Ammon Perceived the Thoughts of the King

George Reynolds, Janne M. Sjodahl

Ammon, living near unto God was filled with His Spirit, and discerned by it what were the thoughts in the king's heart.

The king marvelled because Ammon knew his hidden thoughts. Ammon's miraculous exploits at the Waters of Sebus in protecting the king's flocks and servants wherein with sling and sword he slew seven of the robbers, and also cut off the arms of many others, filled Lamoni with amazement, leaving him in bewildered wonderment. Although such feats of strength and physical courage were beforetime unheard of among them, the savage Lamanite nature took in it an intense delight or satisfaction. But, not so with King Lamoni. He continued to marvel. Ammon, in a very tactful way, suggest to the king that all these things were only what should be expected of a servant, and in themselves were only the result of duty performed by him. Ammon told Lamoni that as long as he was the king's servant he would do all the king desired, but only if it were right. I am a man, and am thy servant, command me, and whatsoever thou doth wish, I will do.
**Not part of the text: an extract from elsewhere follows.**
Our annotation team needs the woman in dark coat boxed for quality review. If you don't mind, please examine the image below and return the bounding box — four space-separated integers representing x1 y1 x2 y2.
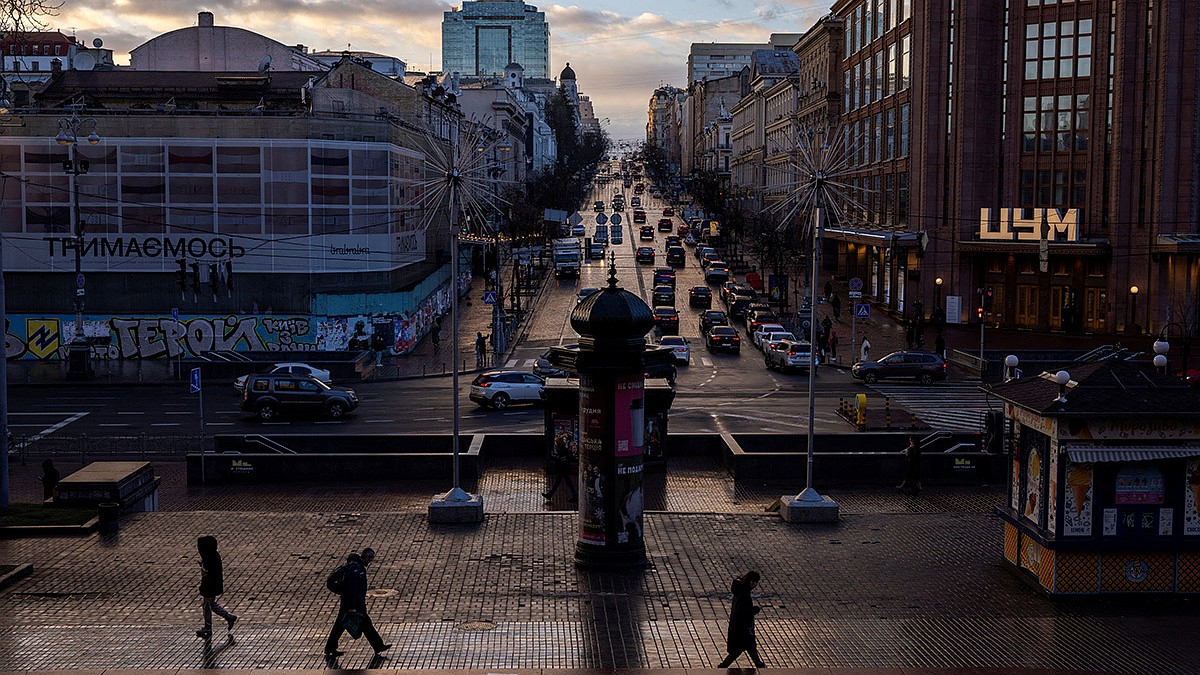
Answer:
196 536 237 638
717 571 765 668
Lamoni listened fearingly to the attempts Ammon made to assuage or pacify his trepidation. However, he again began to wonder how it was that Ammon could make out as with the eye his innermost thoughts. At last, when his fears had been allayed, Lamoni commenced to speak. The thought that was uppermost in his mind, first found expression. Who art thou? Art thou that Great Spirit, who knows all things?